Simplifying the congested payments landscape
Jana Mackintosh, MD of payments, innovation and resilience at UK Finance, the trade association for the UK banking and financial services sector, also acknowledges the strength of the UK payments market and agrees with the need for simplification highlighted in the Future of Payments Review.
“While we have a mature cards market in the UK, we know there could be more room for choice and innovation. Open banking could play a key role. As the industry continues its work on the future of payments, protecting customers and enhancing the payments journey will remain priorities.
“We look forward to continuing our work with government, regulators and members to keep our payments system safe, improve the UK market and deliver better outcomes for users.”
Peter Harmston, a partner and the head of payments consulting at KPMG in the UK, said that KPMG’s analysis suggests the Review sets out a “sensible and comprehensive set of recommendations to set up our industry for successful innovation in payments, and ensure the UK remains at the forefront of customer experience, stability and investment around the world.”
However, he also added that the global professional services and advisory firm believed “some stakeholders across the industry would have been expecting this Review to go further in terms of prescriptive regulatory changes, ecosystem ways of working, or prioritising the various industry initiatives underway”.
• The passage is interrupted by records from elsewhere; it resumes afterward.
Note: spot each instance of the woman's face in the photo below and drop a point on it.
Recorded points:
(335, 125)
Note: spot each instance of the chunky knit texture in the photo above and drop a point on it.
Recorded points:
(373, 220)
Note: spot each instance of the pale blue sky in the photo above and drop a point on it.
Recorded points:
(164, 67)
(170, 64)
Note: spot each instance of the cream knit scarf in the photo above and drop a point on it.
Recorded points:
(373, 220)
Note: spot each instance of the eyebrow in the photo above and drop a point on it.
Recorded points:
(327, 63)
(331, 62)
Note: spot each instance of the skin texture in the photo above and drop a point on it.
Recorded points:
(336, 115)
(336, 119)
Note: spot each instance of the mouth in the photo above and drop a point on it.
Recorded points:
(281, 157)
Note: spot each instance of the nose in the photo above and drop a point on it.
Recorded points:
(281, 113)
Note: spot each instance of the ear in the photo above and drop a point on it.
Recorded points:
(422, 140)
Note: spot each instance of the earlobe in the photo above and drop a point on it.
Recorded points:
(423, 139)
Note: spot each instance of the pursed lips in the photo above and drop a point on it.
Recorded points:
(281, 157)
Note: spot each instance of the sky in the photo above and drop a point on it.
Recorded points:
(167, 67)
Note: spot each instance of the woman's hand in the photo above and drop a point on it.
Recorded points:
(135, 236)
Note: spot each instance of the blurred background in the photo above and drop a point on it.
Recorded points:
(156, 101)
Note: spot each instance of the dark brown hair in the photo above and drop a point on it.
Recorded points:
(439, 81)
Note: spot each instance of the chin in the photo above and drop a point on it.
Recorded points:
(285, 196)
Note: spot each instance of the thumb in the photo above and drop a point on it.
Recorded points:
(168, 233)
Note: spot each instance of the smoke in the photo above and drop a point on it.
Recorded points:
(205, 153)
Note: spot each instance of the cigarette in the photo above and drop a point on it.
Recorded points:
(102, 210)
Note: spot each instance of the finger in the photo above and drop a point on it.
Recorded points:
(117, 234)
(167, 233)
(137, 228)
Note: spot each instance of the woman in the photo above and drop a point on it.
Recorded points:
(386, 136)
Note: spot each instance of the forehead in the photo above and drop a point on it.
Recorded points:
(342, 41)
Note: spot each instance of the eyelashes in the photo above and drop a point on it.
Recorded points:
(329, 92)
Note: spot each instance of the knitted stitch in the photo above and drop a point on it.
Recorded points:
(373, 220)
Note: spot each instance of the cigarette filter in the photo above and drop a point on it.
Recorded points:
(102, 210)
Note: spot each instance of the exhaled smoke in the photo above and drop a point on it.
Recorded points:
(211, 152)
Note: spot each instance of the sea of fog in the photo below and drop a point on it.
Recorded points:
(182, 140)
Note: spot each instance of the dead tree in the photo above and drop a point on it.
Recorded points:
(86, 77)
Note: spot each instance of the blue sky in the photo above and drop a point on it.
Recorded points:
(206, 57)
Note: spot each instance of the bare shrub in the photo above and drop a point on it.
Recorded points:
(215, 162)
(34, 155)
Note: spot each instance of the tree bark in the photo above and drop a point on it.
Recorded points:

“Delivery of the Review is an important milestone, however the Government now has significant decisions to make, and a vast body of work to develop a tangible plan for implementation,” Harmston also added. “There remains no formal regulatory impetus for firms to take proactive action in progressing these recommendations, and the onus will fall to the government, regulators and the industry to collective work together to drive action.”